Every so often a record comes along that captures you completely unaware. No media hype, no big hit single, no ‘guerrilla gigs’ on the Jubilee Line etc. Just a quiet, unassuming little record just sat there waiting to unleash its magic upon you, confident that the power of great songs will win your heart.
Ben Gunstone’s Songs From The Corner Of The Room is that type of record. I confess that I’d not heard of Mr Gunstone before this album, but a quick search reveals that he’s from Wessex, and has previously written some songs with former Morrissey collaborator Alain Whyte. What this doesn’t prepare you for though is the sheer excellence of Gunstone’s songs.

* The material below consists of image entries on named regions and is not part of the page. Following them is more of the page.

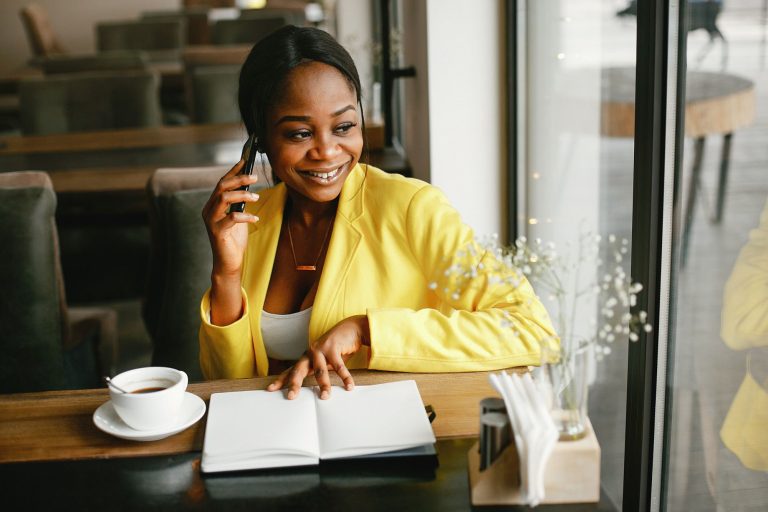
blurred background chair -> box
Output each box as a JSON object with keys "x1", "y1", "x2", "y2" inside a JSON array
[
  {"x1": 141, "y1": 6, "x2": 211, "y2": 45},
  {"x1": 0, "y1": 171, "x2": 117, "y2": 393},
  {"x1": 19, "y1": 71, "x2": 162, "y2": 134},
  {"x1": 182, "y1": 45, "x2": 251, "y2": 123},
  {"x1": 616, "y1": 0, "x2": 728, "y2": 71},
  {"x1": 240, "y1": 3, "x2": 307, "y2": 27},
  {"x1": 96, "y1": 18, "x2": 187, "y2": 61},
  {"x1": 142, "y1": 166, "x2": 229, "y2": 381},
  {"x1": 19, "y1": 3, "x2": 67, "y2": 57},
  {"x1": 211, "y1": 15, "x2": 289, "y2": 45},
  {"x1": 37, "y1": 50, "x2": 149, "y2": 75}
]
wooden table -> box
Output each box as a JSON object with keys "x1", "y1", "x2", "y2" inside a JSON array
[
  {"x1": 0, "y1": 371, "x2": 498, "y2": 463},
  {"x1": 0, "y1": 371, "x2": 618, "y2": 512},
  {"x1": 601, "y1": 68, "x2": 755, "y2": 264}
]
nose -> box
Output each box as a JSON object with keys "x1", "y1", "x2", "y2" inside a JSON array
[{"x1": 309, "y1": 134, "x2": 341, "y2": 160}]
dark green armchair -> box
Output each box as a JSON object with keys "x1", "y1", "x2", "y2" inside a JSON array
[{"x1": 0, "y1": 171, "x2": 117, "y2": 393}]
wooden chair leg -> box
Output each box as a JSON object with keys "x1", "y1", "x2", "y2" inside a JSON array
[
  {"x1": 711, "y1": 133, "x2": 733, "y2": 224},
  {"x1": 680, "y1": 137, "x2": 705, "y2": 267}
]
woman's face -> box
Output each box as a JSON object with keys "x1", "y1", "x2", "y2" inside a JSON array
[{"x1": 266, "y1": 62, "x2": 363, "y2": 203}]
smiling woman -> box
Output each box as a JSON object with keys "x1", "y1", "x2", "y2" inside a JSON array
[{"x1": 200, "y1": 26, "x2": 557, "y2": 398}]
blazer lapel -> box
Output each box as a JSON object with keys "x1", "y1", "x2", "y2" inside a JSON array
[
  {"x1": 309, "y1": 164, "x2": 365, "y2": 341},
  {"x1": 243, "y1": 183, "x2": 286, "y2": 376}
]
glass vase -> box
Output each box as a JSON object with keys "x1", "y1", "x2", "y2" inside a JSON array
[{"x1": 542, "y1": 345, "x2": 593, "y2": 441}]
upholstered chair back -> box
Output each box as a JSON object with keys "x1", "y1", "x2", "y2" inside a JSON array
[{"x1": 19, "y1": 70, "x2": 162, "y2": 135}]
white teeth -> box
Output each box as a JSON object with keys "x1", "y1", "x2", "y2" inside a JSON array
[{"x1": 307, "y1": 167, "x2": 341, "y2": 180}]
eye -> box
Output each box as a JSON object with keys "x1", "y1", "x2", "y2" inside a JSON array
[
  {"x1": 288, "y1": 130, "x2": 312, "y2": 141},
  {"x1": 336, "y1": 122, "x2": 357, "y2": 134}
]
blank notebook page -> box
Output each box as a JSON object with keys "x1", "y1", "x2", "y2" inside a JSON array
[
  {"x1": 317, "y1": 380, "x2": 435, "y2": 459},
  {"x1": 204, "y1": 388, "x2": 319, "y2": 462}
]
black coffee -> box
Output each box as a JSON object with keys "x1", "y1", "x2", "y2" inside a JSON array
[{"x1": 131, "y1": 388, "x2": 166, "y2": 394}]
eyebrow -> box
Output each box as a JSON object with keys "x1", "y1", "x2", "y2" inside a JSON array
[{"x1": 275, "y1": 105, "x2": 355, "y2": 126}]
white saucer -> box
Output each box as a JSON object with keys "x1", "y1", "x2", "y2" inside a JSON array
[{"x1": 93, "y1": 393, "x2": 205, "y2": 441}]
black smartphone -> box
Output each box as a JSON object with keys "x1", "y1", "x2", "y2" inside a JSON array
[{"x1": 229, "y1": 134, "x2": 258, "y2": 212}]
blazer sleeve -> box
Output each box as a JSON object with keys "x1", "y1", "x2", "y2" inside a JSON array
[
  {"x1": 199, "y1": 289, "x2": 256, "y2": 380},
  {"x1": 720, "y1": 198, "x2": 768, "y2": 350},
  {"x1": 367, "y1": 186, "x2": 560, "y2": 372}
]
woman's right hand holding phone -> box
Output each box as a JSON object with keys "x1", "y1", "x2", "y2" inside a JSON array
[{"x1": 203, "y1": 160, "x2": 259, "y2": 325}]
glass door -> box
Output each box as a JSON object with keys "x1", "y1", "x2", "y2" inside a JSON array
[
  {"x1": 662, "y1": 0, "x2": 768, "y2": 511},
  {"x1": 520, "y1": 0, "x2": 637, "y2": 509}
]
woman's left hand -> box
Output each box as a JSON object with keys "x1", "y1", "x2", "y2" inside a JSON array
[{"x1": 267, "y1": 315, "x2": 370, "y2": 400}]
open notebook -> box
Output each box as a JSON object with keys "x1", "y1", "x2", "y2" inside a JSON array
[{"x1": 202, "y1": 380, "x2": 435, "y2": 473}]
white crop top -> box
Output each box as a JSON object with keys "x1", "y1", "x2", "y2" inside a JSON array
[{"x1": 261, "y1": 306, "x2": 312, "y2": 361}]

A quick glance at the tracklisting will tell you what sort of frame of mind Gunstone was in when he wrote these songs: Wish You Were Her, You’re Not The Person That I Used To Know and I Can’t Stand The Thought Of You With Anyone Else would all suggest that this isn’t going to be the happiest of trips. And indeed it’s not – there’s bitterness, heartbreak and guilt aplenty here, but Gunstone’s trick is to make none of this remotely depressing.

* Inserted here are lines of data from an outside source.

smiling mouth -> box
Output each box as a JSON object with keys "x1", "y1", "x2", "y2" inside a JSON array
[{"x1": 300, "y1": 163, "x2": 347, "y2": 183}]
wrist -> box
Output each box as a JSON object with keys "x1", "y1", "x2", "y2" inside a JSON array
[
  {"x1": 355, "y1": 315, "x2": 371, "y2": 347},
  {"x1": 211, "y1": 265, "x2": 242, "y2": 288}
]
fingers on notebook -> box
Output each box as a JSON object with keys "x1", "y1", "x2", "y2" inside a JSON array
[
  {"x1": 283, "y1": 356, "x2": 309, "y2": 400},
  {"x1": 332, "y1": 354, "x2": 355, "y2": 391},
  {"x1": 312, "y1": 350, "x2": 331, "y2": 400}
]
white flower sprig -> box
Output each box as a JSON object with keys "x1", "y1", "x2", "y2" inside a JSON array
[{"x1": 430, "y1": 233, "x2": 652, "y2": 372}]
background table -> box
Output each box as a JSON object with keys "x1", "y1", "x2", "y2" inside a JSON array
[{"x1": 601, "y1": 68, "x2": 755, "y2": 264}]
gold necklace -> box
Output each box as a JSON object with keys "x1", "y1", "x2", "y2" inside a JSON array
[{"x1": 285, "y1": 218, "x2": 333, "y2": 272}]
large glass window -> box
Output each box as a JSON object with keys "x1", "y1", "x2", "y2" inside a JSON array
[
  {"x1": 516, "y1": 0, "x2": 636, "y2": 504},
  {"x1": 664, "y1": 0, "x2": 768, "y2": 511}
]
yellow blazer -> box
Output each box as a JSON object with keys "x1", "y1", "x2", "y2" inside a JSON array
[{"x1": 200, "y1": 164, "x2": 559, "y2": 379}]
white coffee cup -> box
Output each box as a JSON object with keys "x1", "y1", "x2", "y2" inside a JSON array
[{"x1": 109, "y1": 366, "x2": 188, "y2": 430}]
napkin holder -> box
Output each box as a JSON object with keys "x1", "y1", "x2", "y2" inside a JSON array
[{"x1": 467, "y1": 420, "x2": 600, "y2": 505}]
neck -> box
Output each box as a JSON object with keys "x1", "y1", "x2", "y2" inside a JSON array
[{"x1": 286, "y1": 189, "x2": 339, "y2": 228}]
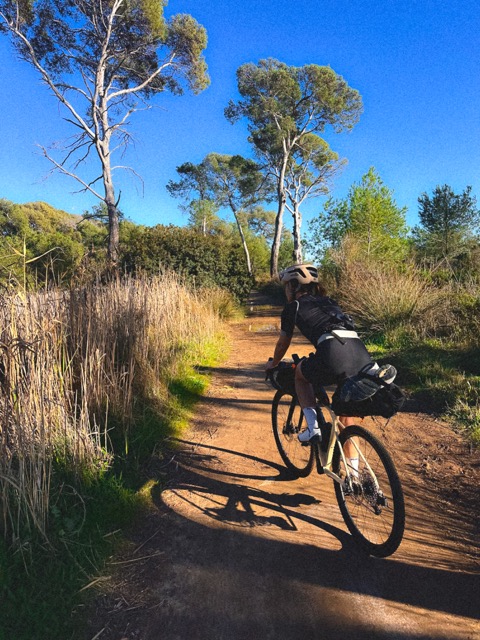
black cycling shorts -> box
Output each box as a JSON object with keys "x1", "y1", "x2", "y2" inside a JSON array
[{"x1": 302, "y1": 338, "x2": 373, "y2": 385}]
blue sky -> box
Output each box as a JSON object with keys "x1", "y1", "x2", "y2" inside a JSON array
[{"x1": 0, "y1": 0, "x2": 480, "y2": 230}]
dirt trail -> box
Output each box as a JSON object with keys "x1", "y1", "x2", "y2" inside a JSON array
[{"x1": 87, "y1": 298, "x2": 480, "y2": 640}]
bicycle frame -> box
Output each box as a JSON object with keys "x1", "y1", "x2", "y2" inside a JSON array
[{"x1": 313, "y1": 406, "x2": 379, "y2": 496}]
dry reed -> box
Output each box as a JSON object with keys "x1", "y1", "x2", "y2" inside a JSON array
[{"x1": 0, "y1": 274, "x2": 218, "y2": 542}]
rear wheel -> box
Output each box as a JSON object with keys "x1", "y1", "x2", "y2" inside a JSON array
[
  {"x1": 272, "y1": 391, "x2": 313, "y2": 477},
  {"x1": 333, "y1": 426, "x2": 405, "y2": 557}
]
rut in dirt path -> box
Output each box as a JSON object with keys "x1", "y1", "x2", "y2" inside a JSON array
[{"x1": 86, "y1": 305, "x2": 480, "y2": 640}]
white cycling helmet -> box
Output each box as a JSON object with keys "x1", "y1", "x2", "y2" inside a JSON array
[{"x1": 278, "y1": 264, "x2": 318, "y2": 284}]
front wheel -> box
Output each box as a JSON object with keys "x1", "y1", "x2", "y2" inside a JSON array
[
  {"x1": 272, "y1": 390, "x2": 313, "y2": 477},
  {"x1": 333, "y1": 426, "x2": 405, "y2": 558}
]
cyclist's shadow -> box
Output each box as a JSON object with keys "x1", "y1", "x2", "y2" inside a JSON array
[{"x1": 156, "y1": 440, "x2": 358, "y2": 554}]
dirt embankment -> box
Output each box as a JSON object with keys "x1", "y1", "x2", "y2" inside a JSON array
[{"x1": 82, "y1": 300, "x2": 480, "y2": 640}]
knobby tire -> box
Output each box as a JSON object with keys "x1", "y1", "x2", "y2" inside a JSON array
[{"x1": 333, "y1": 425, "x2": 405, "y2": 557}]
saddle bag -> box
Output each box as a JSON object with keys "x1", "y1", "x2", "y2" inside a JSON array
[{"x1": 332, "y1": 382, "x2": 405, "y2": 418}]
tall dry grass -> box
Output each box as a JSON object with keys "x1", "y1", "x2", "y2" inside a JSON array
[
  {"x1": 328, "y1": 242, "x2": 451, "y2": 340},
  {"x1": 0, "y1": 275, "x2": 219, "y2": 542}
]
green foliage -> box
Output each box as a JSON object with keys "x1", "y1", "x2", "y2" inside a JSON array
[
  {"x1": 123, "y1": 225, "x2": 252, "y2": 300},
  {"x1": 0, "y1": 200, "x2": 96, "y2": 285},
  {"x1": 0, "y1": 0, "x2": 209, "y2": 266},
  {"x1": 225, "y1": 58, "x2": 362, "y2": 276},
  {"x1": 308, "y1": 167, "x2": 408, "y2": 262},
  {"x1": 412, "y1": 184, "x2": 480, "y2": 268}
]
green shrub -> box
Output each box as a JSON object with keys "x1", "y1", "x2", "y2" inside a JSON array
[{"x1": 123, "y1": 225, "x2": 252, "y2": 300}]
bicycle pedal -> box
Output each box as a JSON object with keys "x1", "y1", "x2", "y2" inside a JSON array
[{"x1": 301, "y1": 436, "x2": 322, "y2": 447}]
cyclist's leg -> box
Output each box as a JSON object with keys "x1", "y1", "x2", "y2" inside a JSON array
[
  {"x1": 295, "y1": 362, "x2": 320, "y2": 442},
  {"x1": 338, "y1": 416, "x2": 358, "y2": 475}
]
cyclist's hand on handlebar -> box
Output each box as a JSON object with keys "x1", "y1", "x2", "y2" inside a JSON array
[{"x1": 265, "y1": 358, "x2": 276, "y2": 371}]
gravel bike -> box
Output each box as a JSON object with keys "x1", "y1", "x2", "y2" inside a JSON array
[{"x1": 268, "y1": 358, "x2": 405, "y2": 557}]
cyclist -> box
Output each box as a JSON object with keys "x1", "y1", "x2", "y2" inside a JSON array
[{"x1": 266, "y1": 264, "x2": 378, "y2": 444}]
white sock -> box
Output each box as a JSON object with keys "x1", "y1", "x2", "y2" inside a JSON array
[
  {"x1": 302, "y1": 407, "x2": 318, "y2": 432},
  {"x1": 347, "y1": 458, "x2": 358, "y2": 478}
]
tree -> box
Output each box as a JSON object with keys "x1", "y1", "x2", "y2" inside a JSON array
[
  {"x1": 310, "y1": 167, "x2": 407, "y2": 260},
  {"x1": 0, "y1": 0, "x2": 209, "y2": 265},
  {"x1": 225, "y1": 58, "x2": 362, "y2": 276},
  {"x1": 285, "y1": 134, "x2": 345, "y2": 263},
  {"x1": 167, "y1": 153, "x2": 262, "y2": 276},
  {"x1": 414, "y1": 184, "x2": 480, "y2": 260}
]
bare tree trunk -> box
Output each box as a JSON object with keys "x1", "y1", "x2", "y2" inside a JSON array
[
  {"x1": 103, "y1": 158, "x2": 120, "y2": 268},
  {"x1": 270, "y1": 195, "x2": 285, "y2": 278},
  {"x1": 292, "y1": 202, "x2": 303, "y2": 264},
  {"x1": 270, "y1": 158, "x2": 288, "y2": 278},
  {"x1": 228, "y1": 197, "x2": 253, "y2": 277},
  {"x1": 234, "y1": 212, "x2": 253, "y2": 277}
]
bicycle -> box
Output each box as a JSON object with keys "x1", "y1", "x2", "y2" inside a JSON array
[{"x1": 267, "y1": 358, "x2": 405, "y2": 557}]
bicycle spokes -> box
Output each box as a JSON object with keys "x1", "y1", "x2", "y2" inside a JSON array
[{"x1": 334, "y1": 426, "x2": 405, "y2": 556}]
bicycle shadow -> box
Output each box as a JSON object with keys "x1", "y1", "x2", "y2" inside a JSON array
[{"x1": 152, "y1": 440, "x2": 480, "y2": 624}]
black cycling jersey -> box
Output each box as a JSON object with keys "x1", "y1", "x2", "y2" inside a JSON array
[{"x1": 281, "y1": 295, "x2": 353, "y2": 346}]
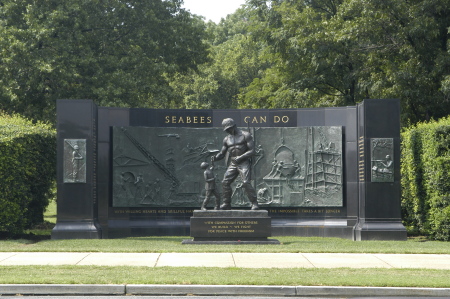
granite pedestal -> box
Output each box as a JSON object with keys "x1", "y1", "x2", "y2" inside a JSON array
[{"x1": 182, "y1": 210, "x2": 280, "y2": 244}]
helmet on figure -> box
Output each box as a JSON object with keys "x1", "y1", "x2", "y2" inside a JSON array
[{"x1": 222, "y1": 118, "x2": 236, "y2": 131}]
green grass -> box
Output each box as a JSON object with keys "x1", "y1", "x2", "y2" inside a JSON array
[
  {"x1": 0, "y1": 236, "x2": 450, "y2": 254},
  {"x1": 0, "y1": 201, "x2": 450, "y2": 254},
  {"x1": 0, "y1": 202, "x2": 450, "y2": 288},
  {"x1": 0, "y1": 266, "x2": 450, "y2": 288}
]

Those three tracks are some of the highlights of the album in fact. You’re Not The Person is a bitterly honest dissection of a breakdown of a relationship torn apart by the ambition of one partner (“I remember when all you ever you wanted was the simple things in life”). Set to a Dylan-esque acoustic strum, it’s one of the best ‘break-up’ songs you’ll ever hear. Wish You Were Her and I Can’t Stand The Thought bookend the album perfectly, the former kicking off the album beautifully while the latter being a heartbreaking final plea for a lover to return.
It’s not all misery and folky laments though. Lust Has Turned To Lust has big, epic guitar chords and a chorus so swooping and majestic that it brings to mind Suede at their peak, Day By Day is a misanthropic marvel (“I’m surprised that more people don’t want to destroy the human race”) while Valediction is just insane. A straight reading of a poem it features what sounds like a music hall song in the background while all the while Gunstone faithfully intones the verse. It really shouldn’t work, but it does.
It is welcome flashes of eccentricity like this that make Songs From The Corner Of A Room so listenable. Honest, quirky, at times heart-wrenchingly sad, it’s all very English but not so much so that Gunstone becomes a parody of himself. Rather, like the best of those other English figures – Morrissey, Ed Harcourt, Badly Drawn Boy – he stamps his own personality all over these songs.
So the next time you’re seduced by the promise of an outrageously overhyped band or come across a group of wannabe punks performing ‘spontaneous’ gigs in the middle of the pavement just remember that someone, somewhere is doing things the traditional way – and doing them damn well.